Personal information
- Full name: Mohammad Tutul Hossain Badsha
- Date of birth: 12 August 1999 (age 26)
- Place of birth: Joypurhat, Bangladesh
- Height: 1.81 m (5 ft 11+1⁄2 in)
- Position: Centre-back

Team information
- Current team: Brothers Union
- Number: 5

Youth career
- 2012–2013: Dhaka Abahani
- 2012: → Khilgaon FA (loan)

Senior career*
- Years: Team / Apps / (Gls)
- 2013–2022: Dhaka Abahani / 84 / (0)
- 2022–2025: Bashundhara Kings / 25 / (0)
- 2025–: Brothers Union / 0 / (0)

International career^{‡}
- 2013–2017: Bangladesh U20 / 10 / (0)
- 2017–2021: Bangladesh U23 / 17 / (1)
- 2018–: Bangladesh / 25 / (0)

Medal record
Representing Bangladesh
SAFF U-18 Championship
| Runner-up | 2017 Bhutan | Team |
South Asian Games
| Bronze medal – third place | 2019 Nepal |  |

= Tutul Hossain Badsha =

Bangladeshi footballer (born 1999)

Tutul Hossain Badsha (12 August 1999) is a Bangladeshi professional footballer who plays as a centre-back for Bangladesh Football League club Brothers Union and the Bangladesh national team.

==Club statistics==

===Early career & European trial===
Badsha joined Dhanmondi giants Abahani Limited Dhaka in 2012, at the age of 13. While still training with the Abahani youth team, Badsha participated in the 2012 Pioneer League with Khilgaon FA and went onto win the league title while making only a couple of appearances for the club. The following year, he returned to Abahani and participated in the BFF U-18 Football Tournament, before making his senior team breakthrough.

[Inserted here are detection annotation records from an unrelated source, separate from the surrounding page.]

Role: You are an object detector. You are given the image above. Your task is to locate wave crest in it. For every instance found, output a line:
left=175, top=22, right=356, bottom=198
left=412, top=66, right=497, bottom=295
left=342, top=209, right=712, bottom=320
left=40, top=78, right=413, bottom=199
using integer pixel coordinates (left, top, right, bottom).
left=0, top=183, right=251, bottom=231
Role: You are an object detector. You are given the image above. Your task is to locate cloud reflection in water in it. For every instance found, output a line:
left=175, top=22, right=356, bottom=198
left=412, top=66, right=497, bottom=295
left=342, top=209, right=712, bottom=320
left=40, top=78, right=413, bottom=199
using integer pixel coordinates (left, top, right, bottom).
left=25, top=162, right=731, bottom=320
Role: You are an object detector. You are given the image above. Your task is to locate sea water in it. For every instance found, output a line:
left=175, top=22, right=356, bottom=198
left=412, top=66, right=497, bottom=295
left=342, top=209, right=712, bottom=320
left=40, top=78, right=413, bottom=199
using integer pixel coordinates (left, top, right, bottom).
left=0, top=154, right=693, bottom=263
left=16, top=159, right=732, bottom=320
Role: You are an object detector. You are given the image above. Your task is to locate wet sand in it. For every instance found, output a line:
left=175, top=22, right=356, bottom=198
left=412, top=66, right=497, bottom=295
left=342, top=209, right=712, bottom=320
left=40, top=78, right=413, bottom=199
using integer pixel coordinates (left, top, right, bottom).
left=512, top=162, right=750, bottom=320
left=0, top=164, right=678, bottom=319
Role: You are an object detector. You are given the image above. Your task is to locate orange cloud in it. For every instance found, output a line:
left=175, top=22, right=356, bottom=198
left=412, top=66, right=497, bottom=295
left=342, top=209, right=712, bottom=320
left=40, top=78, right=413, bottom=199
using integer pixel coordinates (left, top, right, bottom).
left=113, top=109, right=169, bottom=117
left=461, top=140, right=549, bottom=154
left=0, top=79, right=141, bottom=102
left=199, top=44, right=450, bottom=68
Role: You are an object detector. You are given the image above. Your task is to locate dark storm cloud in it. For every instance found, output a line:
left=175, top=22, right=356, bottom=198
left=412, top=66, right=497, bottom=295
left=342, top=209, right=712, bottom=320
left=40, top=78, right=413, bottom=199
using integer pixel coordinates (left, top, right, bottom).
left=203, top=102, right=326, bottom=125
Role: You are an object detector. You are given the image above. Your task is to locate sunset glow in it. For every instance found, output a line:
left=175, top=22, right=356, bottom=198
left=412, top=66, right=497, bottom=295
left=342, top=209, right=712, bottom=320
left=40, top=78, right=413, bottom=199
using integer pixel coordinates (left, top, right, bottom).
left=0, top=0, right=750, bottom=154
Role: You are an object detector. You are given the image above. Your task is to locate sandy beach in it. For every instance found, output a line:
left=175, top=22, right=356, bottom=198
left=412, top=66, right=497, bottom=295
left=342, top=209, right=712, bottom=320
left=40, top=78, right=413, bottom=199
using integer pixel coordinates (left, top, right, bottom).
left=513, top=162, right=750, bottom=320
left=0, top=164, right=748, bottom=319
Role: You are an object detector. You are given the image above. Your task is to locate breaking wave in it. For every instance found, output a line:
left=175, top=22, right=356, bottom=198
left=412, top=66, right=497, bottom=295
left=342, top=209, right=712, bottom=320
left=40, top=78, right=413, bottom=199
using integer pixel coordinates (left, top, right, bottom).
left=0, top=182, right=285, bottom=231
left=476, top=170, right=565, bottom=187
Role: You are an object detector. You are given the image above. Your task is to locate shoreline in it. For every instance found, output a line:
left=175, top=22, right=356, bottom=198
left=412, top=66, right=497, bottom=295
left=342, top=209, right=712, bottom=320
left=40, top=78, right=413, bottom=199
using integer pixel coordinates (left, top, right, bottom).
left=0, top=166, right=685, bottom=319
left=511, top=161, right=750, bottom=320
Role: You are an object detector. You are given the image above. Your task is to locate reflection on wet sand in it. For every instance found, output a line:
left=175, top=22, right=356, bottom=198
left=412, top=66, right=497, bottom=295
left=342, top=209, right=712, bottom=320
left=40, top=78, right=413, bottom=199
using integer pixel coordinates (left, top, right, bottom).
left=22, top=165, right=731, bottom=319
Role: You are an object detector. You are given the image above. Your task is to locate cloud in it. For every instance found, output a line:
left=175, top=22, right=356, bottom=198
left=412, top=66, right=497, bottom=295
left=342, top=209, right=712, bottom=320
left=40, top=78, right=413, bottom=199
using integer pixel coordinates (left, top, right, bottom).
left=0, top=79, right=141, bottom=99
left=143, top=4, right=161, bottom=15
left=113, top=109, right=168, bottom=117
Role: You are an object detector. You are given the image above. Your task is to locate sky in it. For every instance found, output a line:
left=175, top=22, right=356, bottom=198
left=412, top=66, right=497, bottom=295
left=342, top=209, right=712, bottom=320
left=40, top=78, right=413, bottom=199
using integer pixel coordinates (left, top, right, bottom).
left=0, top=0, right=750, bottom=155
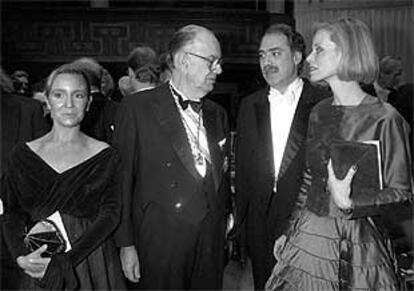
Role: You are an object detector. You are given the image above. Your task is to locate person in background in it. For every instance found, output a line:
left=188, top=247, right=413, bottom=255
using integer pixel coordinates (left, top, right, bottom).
left=114, top=25, right=229, bottom=290
left=1, top=65, right=125, bottom=290
left=11, top=70, right=32, bottom=97
left=118, top=45, right=160, bottom=96
left=71, top=57, right=116, bottom=143
left=0, top=66, right=50, bottom=290
left=266, top=18, right=413, bottom=291
left=236, top=24, right=327, bottom=290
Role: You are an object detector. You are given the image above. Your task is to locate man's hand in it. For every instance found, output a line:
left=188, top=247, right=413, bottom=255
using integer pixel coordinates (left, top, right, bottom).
left=16, top=245, right=50, bottom=279
left=119, top=246, right=141, bottom=283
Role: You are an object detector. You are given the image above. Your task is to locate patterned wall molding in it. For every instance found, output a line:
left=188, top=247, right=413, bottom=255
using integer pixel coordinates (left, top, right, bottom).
left=2, top=7, right=292, bottom=64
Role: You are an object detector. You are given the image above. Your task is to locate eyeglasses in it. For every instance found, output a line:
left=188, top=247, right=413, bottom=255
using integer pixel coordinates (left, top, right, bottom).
left=185, top=52, right=223, bottom=71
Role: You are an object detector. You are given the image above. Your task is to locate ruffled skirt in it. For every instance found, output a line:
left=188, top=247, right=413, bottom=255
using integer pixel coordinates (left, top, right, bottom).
left=266, top=210, right=398, bottom=291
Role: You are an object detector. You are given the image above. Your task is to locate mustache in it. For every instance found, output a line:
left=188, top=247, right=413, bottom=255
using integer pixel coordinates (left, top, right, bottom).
left=263, top=65, right=279, bottom=74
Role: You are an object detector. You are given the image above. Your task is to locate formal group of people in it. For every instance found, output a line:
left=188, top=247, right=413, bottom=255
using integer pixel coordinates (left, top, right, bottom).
left=1, top=18, right=413, bottom=290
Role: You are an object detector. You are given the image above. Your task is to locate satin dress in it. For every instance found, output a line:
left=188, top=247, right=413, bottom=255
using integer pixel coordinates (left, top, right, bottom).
left=266, top=96, right=413, bottom=291
left=2, top=143, right=125, bottom=290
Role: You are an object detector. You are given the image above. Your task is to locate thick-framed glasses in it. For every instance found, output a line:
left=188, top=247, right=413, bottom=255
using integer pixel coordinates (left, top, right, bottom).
left=185, top=52, right=223, bottom=71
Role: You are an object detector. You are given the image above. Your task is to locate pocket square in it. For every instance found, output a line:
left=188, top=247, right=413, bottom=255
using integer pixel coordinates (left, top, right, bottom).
left=217, top=138, right=226, bottom=150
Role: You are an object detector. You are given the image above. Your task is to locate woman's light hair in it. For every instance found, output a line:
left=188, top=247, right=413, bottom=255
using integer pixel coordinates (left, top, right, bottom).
left=314, top=17, right=378, bottom=84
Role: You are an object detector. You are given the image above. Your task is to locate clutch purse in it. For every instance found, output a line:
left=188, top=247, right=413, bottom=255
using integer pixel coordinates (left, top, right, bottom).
left=24, top=219, right=66, bottom=257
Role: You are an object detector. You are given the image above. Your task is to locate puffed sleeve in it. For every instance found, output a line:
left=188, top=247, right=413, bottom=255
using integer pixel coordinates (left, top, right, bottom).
left=1, top=161, right=30, bottom=260
left=350, top=112, right=413, bottom=218
left=38, top=154, right=121, bottom=289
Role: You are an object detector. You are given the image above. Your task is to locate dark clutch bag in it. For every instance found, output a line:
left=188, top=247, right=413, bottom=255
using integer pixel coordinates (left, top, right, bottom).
left=24, top=219, right=66, bottom=257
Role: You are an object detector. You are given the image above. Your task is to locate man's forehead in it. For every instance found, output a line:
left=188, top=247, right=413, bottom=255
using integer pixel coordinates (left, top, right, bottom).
left=188, top=35, right=221, bottom=56
left=259, top=33, right=289, bottom=51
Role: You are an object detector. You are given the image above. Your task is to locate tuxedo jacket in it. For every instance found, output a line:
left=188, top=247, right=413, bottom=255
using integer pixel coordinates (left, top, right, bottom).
left=113, top=84, right=229, bottom=246
left=236, top=80, right=328, bottom=244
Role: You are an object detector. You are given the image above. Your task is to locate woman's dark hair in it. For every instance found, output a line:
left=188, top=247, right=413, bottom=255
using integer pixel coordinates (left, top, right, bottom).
left=45, top=64, right=91, bottom=97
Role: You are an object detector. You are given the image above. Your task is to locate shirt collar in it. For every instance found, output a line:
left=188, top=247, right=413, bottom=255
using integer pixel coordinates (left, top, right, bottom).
left=268, top=77, right=303, bottom=105
left=169, top=80, right=190, bottom=101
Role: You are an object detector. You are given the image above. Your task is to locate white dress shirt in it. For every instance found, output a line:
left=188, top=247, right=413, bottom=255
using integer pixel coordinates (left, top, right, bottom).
left=374, top=81, right=391, bottom=102
left=268, top=78, right=303, bottom=192
left=170, top=81, right=210, bottom=177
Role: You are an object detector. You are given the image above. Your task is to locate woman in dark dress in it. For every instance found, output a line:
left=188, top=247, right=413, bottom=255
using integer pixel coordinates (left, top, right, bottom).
left=2, top=65, right=124, bottom=290
left=266, top=18, right=413, bottom=291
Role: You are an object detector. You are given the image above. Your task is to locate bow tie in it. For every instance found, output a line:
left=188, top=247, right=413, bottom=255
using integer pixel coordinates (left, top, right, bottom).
left=177, top=94, right=203, bottom=113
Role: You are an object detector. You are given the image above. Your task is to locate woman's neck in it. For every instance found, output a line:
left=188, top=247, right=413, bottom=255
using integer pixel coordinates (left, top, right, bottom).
left=329, top=80, right=367, bottom=106
left=48, top=125, right=85, bottom=145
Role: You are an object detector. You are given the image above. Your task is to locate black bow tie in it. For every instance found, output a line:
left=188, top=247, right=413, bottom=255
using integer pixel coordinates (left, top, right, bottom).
left=175, top=92, right=203, bottom=113
left=170, top=86, right=203, bottom=113
left=179, top=96, right=203, bottom=113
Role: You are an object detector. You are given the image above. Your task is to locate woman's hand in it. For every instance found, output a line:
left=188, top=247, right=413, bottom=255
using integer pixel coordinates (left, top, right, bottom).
left=16, top=245, right=50, bottom=279
left=119, top=246, right=141, bottom=283
left=327, top=159, right=358, bottom=209
left=273, top=234, right=286, bottom=261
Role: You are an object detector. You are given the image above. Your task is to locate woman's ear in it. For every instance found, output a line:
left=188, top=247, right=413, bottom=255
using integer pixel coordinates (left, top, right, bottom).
left=128, top=68, right=135, bottom=79
left=45, top=96, right=52, bottom=111
left=85, top=95, right=93, bottom=112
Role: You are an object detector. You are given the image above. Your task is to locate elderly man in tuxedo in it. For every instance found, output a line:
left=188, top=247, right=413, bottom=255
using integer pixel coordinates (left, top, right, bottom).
left=114, top=25, right=229, bottom=290
left=236, top=24, right=326, bottom=290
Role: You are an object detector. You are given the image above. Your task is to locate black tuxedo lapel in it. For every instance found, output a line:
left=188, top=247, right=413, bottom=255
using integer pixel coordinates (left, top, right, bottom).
left=254, top=90, right=275, bottom=177
left=279, top=82, right=313, bottom=178
left=203, top=102, right=222, bottom=191
left=152, top=85, right=200, bottom=179
left=1, top=93, right=20, bottom=146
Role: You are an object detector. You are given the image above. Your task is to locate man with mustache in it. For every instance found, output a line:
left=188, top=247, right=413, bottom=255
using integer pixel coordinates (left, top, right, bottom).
left=236, top=24, right=327, bottom=290
left=113, top=25, right=229, bottom=290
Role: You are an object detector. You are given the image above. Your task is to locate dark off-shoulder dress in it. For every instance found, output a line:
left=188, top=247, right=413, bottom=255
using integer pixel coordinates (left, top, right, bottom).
left=266, top=96, right=412, bottom=291
left=2, top=143, right=125, bottom=290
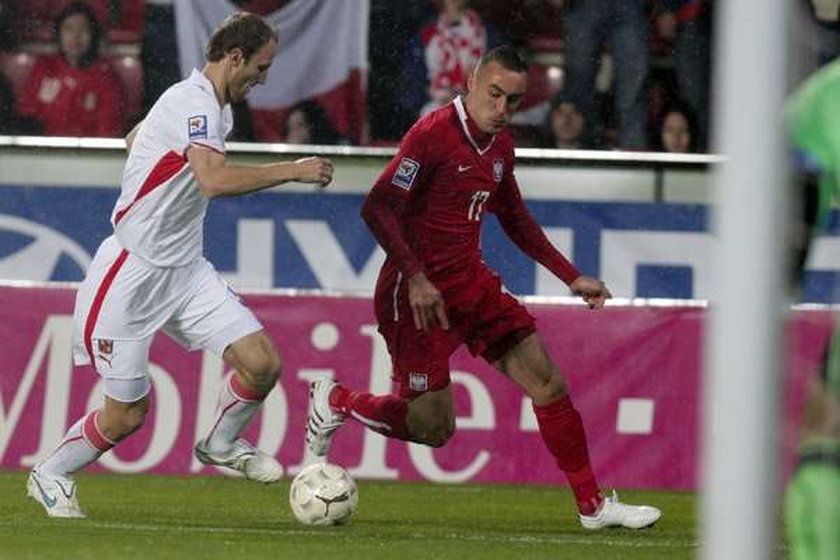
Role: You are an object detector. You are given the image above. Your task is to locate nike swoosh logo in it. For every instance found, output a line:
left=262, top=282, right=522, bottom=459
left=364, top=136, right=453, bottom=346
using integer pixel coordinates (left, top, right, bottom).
left=55, top=480, right=76, bottom=500
left=33, top=478, right=58, bottom=508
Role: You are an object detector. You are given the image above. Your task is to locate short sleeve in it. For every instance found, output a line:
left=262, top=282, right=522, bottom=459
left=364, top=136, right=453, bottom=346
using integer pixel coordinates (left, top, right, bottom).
left=376, top=120, right=432, bottom=191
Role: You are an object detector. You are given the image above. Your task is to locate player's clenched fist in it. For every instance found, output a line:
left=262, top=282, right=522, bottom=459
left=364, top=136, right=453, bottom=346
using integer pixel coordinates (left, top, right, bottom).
left=295, top=156, right=333, bottom=187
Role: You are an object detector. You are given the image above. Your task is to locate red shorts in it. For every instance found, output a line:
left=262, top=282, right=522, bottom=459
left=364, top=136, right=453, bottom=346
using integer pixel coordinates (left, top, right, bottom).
left=374, top=269, right=536, bottom=398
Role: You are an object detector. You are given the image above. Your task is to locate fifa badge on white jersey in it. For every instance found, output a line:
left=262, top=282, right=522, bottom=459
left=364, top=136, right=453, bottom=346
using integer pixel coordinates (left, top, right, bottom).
left=408, top=371, right=429, bottom=392
left=187, top=115, right=207, bottom=140
left=493, top=158, right=505, bottom=183
left=96, top=338, right=114, bottom=367
left=391, top=158, right=420, bottom=190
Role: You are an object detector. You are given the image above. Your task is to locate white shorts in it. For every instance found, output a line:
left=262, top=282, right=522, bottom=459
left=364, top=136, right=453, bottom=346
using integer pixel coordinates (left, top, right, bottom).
left=73, top=237, right=263, bottom=379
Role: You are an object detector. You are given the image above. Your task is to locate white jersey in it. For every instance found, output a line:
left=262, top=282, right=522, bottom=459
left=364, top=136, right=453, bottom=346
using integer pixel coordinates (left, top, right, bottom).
left=111, top=70, right=233, bottom=267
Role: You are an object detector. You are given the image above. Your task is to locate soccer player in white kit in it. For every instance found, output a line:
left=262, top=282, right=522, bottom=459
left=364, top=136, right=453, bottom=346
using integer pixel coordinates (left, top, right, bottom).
left=27, top=13, right=333, bottom=517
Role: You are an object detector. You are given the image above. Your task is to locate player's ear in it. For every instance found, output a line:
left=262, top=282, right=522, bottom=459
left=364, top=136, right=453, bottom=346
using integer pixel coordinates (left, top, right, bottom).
left=228, top=47, right=245, bottom=68
left=467, top=62, right=481, bottom=91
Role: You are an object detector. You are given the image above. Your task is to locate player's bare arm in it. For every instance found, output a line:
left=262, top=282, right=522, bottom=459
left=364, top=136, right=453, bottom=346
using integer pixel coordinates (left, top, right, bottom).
left=187, top=146, right=333, bottom=198
left=569, top=276, right=612, bottom=309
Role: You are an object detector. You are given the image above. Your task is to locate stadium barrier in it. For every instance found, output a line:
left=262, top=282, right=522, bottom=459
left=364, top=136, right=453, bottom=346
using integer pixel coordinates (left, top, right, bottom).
left=0, top=282, right=820, bottom=490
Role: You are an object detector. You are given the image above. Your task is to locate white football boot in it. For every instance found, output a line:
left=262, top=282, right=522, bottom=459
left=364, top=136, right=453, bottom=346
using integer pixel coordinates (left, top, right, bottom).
left=580, top=490, right=662, bottom=529
left=195, top=439, right=283, bottom=484
left=306, top=378, right=344, bottom=460
left=26, top=467, right=87, bottom=518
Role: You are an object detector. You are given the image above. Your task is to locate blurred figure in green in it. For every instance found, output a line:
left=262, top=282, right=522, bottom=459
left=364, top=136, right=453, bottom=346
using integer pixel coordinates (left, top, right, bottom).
left=785, top=57, right=840, bottom=560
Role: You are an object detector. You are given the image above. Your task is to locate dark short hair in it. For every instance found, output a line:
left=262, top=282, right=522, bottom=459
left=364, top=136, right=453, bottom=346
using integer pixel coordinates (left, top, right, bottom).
left=478, top=45, right=528, bottom=72
left=204, top=12, right=279, bottom=62
left=55, top=2, right=102, bottom=67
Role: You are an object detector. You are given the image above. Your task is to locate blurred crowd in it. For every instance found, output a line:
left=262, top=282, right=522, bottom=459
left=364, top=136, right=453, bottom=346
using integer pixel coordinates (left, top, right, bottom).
left=0, top=0, right=840, bottom=152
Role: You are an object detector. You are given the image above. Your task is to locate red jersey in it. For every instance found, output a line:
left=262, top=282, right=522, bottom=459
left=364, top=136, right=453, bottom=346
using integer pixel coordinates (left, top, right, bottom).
left=362, top=97, right=580, bottom=295
left=17, top=54, right=123, bottom=136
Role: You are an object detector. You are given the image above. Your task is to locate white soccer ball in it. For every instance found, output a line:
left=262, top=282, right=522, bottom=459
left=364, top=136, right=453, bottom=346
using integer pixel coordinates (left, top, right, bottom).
left=289, top=463, right=359, bottom=525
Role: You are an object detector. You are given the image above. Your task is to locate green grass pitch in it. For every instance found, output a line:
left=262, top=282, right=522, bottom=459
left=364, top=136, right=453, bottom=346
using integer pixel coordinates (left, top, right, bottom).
left=0, top=471, right=698, bottom=560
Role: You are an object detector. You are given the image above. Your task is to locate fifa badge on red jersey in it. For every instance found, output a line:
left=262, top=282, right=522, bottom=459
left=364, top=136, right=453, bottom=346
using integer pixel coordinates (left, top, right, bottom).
left=493, top=158, right=505, bottom=183
left=391, top=158, right=420, bottom=190
left=408, top=371, right=429, bottom=392
left=187, top=115, right=207, bottom=140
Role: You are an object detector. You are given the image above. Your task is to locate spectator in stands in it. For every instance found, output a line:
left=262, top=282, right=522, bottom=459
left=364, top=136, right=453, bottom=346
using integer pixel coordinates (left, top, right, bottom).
left=402, top=0, right=504, bottom=120
left=655, top=0, right=714, bottom=150
left=541, top=92, right=586, bottom=150
left=17, top=2, right=123, bottom=136
left=283, top=100, right=347, bottom=144
left=563, top=0, right=650, bottom=150
left=653, top=103, right=697, bottom=154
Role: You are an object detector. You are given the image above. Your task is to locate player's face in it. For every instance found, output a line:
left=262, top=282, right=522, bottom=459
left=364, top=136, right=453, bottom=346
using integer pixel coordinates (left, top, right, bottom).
left=466, top=61, right=528, bottom=134
left=228, top=40, right=277, bottom=101
left=662, top=112, right=691, bottom=154
left=58, top=14, right=92, bottom=66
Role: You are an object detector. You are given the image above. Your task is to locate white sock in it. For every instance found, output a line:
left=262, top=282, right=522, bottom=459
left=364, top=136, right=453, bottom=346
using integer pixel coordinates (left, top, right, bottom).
left=37, top=410, right=114, bottom=476
left=205, top=372, right=266, bottom=453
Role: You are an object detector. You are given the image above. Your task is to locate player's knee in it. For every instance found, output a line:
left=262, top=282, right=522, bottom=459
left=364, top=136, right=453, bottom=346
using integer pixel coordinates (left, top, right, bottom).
left=247, top=350, right=283, bottom=391
left=530, top=373, right=568, bottom=404
left=99, top=404, right=149, bottom=442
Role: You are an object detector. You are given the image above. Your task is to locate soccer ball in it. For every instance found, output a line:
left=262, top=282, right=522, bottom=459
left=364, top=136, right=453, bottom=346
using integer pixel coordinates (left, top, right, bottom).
left=289, top=463, right=359, bottom=525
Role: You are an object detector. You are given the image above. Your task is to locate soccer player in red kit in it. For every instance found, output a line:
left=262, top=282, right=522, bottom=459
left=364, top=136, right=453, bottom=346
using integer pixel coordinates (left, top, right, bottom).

On 21 July 2014, a 17 year old Badsha got the opportunity to trial for Belgian First Division A club Anderlecht, however, his European trial did not come to fruition due to passport issues. Although Badsha had only made a single league appearance before the offer, Bangladesh national team's head coach at the time Lodewijk de Kruif and assistant coach Rene Koster initially made the arrangements possible after Badsha caught the attention of the Dutch coaches during the 2014 AFC U-19 Championship qualifiers.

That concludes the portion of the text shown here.